In the first chapter of The Soul of God, Ray Anderson gives
voice to his responding to God’s invitation to enter into pastoral ministry. He draws on an example of how his father
talked with him about involving him in ministry efforts while growing up –
“Tomorrow, we will go to those who are like sheep without a shepherd and bring
them to a safe place” (p. 17) – to describe how he sensed God’s call upon his
life.
This “we” language of his dad’s, Anderson describes as “his
language of love” (p. 14). His dad was
intensely relational and he would often speak in terms of “we” “when speaking
of his life and tasks including [Ray] as a participant. ‘We will plant corn in this field next year’”

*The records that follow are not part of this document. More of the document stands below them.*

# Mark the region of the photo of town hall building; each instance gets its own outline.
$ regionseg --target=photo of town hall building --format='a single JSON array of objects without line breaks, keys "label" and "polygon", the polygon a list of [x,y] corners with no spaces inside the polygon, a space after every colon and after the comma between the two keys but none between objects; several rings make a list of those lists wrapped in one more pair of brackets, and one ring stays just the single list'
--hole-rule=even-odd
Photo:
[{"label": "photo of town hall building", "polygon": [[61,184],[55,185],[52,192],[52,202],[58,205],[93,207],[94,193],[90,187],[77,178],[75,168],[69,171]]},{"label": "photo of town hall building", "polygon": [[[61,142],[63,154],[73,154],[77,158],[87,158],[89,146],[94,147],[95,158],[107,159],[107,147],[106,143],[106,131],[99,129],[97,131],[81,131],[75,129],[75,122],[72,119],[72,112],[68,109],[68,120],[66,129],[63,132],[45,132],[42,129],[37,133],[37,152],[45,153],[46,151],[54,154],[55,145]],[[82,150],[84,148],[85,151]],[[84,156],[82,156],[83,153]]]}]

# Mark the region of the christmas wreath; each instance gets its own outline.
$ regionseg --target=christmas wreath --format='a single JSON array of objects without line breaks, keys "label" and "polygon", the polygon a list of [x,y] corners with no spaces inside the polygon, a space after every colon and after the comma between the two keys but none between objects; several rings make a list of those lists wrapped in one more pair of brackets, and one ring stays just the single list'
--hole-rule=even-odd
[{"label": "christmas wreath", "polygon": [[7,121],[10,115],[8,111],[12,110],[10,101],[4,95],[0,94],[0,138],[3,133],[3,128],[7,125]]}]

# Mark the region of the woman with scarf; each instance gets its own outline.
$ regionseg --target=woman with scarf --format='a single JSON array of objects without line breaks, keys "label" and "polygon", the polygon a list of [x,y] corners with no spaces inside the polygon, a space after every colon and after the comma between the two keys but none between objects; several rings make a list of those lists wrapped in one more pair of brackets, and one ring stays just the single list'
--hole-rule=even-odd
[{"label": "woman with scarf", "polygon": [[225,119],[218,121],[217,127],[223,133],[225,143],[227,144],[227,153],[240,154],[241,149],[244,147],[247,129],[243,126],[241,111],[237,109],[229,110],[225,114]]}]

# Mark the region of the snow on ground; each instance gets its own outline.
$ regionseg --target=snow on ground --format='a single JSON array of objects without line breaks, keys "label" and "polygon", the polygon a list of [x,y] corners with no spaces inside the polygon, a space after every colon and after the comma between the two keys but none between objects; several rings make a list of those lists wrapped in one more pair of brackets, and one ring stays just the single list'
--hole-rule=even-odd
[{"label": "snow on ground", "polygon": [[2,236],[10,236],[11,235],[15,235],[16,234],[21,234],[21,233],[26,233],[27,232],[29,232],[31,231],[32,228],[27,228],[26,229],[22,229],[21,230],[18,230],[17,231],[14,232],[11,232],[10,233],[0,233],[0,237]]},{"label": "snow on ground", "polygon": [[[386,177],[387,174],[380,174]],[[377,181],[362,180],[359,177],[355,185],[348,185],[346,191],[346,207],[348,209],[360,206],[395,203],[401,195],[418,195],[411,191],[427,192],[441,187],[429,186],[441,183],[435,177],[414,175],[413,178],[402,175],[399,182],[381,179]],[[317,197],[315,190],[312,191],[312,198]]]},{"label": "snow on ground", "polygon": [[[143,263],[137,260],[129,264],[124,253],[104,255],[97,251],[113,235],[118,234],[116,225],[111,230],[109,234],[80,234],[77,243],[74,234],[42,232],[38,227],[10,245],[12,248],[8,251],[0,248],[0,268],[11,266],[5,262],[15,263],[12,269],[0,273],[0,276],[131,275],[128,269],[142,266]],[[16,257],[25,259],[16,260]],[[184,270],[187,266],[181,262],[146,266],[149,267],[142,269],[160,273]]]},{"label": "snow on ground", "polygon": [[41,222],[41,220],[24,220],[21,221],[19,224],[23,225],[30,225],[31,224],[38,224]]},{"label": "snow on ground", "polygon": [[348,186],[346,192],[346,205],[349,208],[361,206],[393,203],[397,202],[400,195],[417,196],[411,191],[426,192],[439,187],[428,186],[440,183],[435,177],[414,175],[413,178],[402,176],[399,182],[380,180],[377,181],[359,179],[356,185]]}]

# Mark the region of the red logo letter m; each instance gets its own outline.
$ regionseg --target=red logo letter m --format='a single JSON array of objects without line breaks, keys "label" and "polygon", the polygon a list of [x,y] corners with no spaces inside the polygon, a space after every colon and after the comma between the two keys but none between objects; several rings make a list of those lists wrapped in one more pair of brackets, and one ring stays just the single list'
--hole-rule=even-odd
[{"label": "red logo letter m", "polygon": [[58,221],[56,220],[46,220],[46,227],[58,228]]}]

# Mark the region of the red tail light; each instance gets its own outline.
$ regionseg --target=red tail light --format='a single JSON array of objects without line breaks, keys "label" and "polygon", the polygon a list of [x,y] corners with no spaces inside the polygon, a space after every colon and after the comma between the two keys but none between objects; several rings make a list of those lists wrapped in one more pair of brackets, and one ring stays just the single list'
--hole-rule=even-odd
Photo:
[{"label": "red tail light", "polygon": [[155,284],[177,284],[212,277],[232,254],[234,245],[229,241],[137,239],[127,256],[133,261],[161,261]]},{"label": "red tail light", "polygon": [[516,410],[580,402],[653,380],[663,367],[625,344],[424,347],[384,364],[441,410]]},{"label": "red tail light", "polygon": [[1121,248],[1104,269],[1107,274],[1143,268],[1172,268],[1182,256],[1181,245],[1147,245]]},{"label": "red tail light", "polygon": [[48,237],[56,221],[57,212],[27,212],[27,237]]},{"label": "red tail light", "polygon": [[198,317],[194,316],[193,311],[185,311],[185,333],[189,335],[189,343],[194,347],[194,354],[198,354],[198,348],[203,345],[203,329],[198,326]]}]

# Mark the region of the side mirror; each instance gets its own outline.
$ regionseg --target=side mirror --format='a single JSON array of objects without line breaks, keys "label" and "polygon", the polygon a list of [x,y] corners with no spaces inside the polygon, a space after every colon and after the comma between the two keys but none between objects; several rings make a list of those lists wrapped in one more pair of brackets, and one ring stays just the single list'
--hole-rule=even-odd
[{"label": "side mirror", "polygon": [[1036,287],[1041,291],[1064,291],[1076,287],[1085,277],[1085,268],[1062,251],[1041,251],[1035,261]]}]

(p. 14). Anderson expresses that this
“we” enabled him to realize that in his father’s eyes he “was not just a boy
who carried his [father’s] lunch, but a partner in the family enterprise” (p.
14).
When Ray Anderson responded to God’s call upon his life, he
came to realize that he was being included in the “we of God.” The “‘we of God’ reached out and included me”
(p. 17). My notes in the margin express
that this is what makes our callings intensely
missional.
The “we of God” describes the perichoretic or relational understanding of Trinity. God is in three persons, but not in a static
hierarchical relationship – rather God is involved in a divine dance – which is
what Eugene Peterson describes as what is being expressed by perichoresis (cf. Christ Plays in Ten Thousand Places, pp. 44, 344 n15) in which “the
divine modes of existence condition and permeate one another mutually with such
perfection, that one is as invariably in the other two as the other two are in
the one” (Peterson, p. 44, citing Karl Barth in Church Dogmatics 1/1, 425).
God is a “we” as much as God is “I AM.” And when God calls us to participate with God
in the mission and ministry of God, we are invited into the “we” of God,
invited into the “dance” of God. God
reaches out and includes us in what God is doing in the world – we are
integrally involved with God in God’s redemptive mission of reconciling humanity
to God through Jesus Christ and restoring creation.
Ministry or mission is not a solitary venture, but inherently a deep participation with God and the purposes of God in the world. As Jesus promised his disciples, and us as well in Matthew 28, “I am with you always to the very end of the age.” We are included in the “we of God” as we respond to God’s invitation to participate with God in God’s mission! I cannot think of any better way of being human making a difference in our broken and alienated world.